- Antara
Ngaku Aparat, Pria Diduga Pukul Petugas SPBU Cipinang karena BBM Subsidi Ditolak, Propam Polda Metro Selidiki
Jakarta, tvOnenews.com – Aksi seorang pria yang diduga mengaku sebagai aparat dan melakukan penganiayaan terhadap petugas SPBU di kawasan Cipinang, Pulo Gadung, Jakarta Timur, tengah didalami aparat kepolisian. Insiden yang terjadi pada Minggu (22/2/2026) itu kini menjadi perhatian internal kepolisian, termasuk melibatkan Propam Polda Metro Jaya.
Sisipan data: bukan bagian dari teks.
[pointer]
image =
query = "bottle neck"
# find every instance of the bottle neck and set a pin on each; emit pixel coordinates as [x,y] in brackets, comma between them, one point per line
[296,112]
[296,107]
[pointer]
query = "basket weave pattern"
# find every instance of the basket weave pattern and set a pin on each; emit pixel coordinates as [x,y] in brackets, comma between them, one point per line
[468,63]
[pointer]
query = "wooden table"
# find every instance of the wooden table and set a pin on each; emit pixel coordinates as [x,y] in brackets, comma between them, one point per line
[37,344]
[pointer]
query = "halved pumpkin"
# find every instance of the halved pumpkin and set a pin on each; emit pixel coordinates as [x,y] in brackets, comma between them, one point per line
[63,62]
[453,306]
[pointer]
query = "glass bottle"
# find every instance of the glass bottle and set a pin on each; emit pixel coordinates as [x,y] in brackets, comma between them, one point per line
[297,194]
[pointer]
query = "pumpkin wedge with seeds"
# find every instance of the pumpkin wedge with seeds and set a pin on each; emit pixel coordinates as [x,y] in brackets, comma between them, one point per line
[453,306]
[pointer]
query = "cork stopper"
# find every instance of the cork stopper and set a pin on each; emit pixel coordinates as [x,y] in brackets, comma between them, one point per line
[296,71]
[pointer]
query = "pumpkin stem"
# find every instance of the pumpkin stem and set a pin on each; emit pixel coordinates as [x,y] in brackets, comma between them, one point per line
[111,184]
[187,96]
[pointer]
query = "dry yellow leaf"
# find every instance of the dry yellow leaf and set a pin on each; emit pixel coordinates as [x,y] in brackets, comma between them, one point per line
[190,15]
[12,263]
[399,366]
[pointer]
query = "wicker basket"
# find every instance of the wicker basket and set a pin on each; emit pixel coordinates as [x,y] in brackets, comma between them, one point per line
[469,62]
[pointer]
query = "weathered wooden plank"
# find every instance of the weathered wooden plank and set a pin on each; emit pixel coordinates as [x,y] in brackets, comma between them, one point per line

Kepala Bidang Profesi dan Pengamanan (Kabid Propam) Polda Metro Jaya, Kombes Pol Radjo Alriadi Harahap, membenarkan bahwa pihaknya ikut turun tangan untuk memastikan status pria yang diduga mengaku sebagai aparat tersebut.
“Iya betul, Propam ikut turun tangan untuk memastikan kebenaran apakah yang bersangkutan anggota atau bukan,” ujar Radjo kepada wartawan, Selasa (24/2/2026).
Masih Didalami Bersama Reskrim
Radjo menegaskan, penyelidikan masih berlangsung dan dilakukan bersama jajaran Reserse Kriminal Polres Metro Jakarta Timur.
“Masih kami dalami dengan Reskrim Polrestro Jaktim terhadap pelaku pemukulan dimaksud,” tegasnya.
Peristiwa ini sebelumnya viral di media sosial setelah diunggah oleh akun Instagram @info.jakartatimur dengan keterangan “Pemukulan oleh oknum yang mengaku aparat di SPBU Jaktim”.
Dalam video yang beredar, tampak seorang pria berpakaian hitam berdiri di samping mobil dan melontarkan kata-kata kasar kepada petugas SPBU. Situasi kemudian memanas hingga pria tersebut diduga melayangkan pukulan ke wajah salah satu petugas.
Beberapa orang sempat berupaya melerai, namun terduga pelaku tetap mencaci-maki petugas di lokasi.
Diduga Terkait BBM Subsidi dan Barcode
Berdasarkan keterangan yang beredar, insiden itu dipicu persoalan pengisian bahan bakar minyak (BBM) subsidi menggunakan sistem barcode.
Saat petugas melakukan pemindaian plat nomor kendaraan, ditemukan ketidaksesuaian antara data kendaraan dengan mobil yang dibawa pria tersebut. Petugas kemudian menyarankan agar pengisian dilakukan menggunakan BBM non-subsidi.
Namun, saran tersebut diduga ditolak oleh pria itu. Ia justru meluapkan emosi dan berujung melakukan tindakan kekerasan terhadap petugas SPBU.
Sistem barcode sendiri diterapkan untuk memastikan distribusi BBM subsidi tepat sasaran dan sesuai dengan kendaraan yang terdaftar. Ketidaksesuaian data biasanya mengharuskan pengendara menggunakan BBM non-subsidi.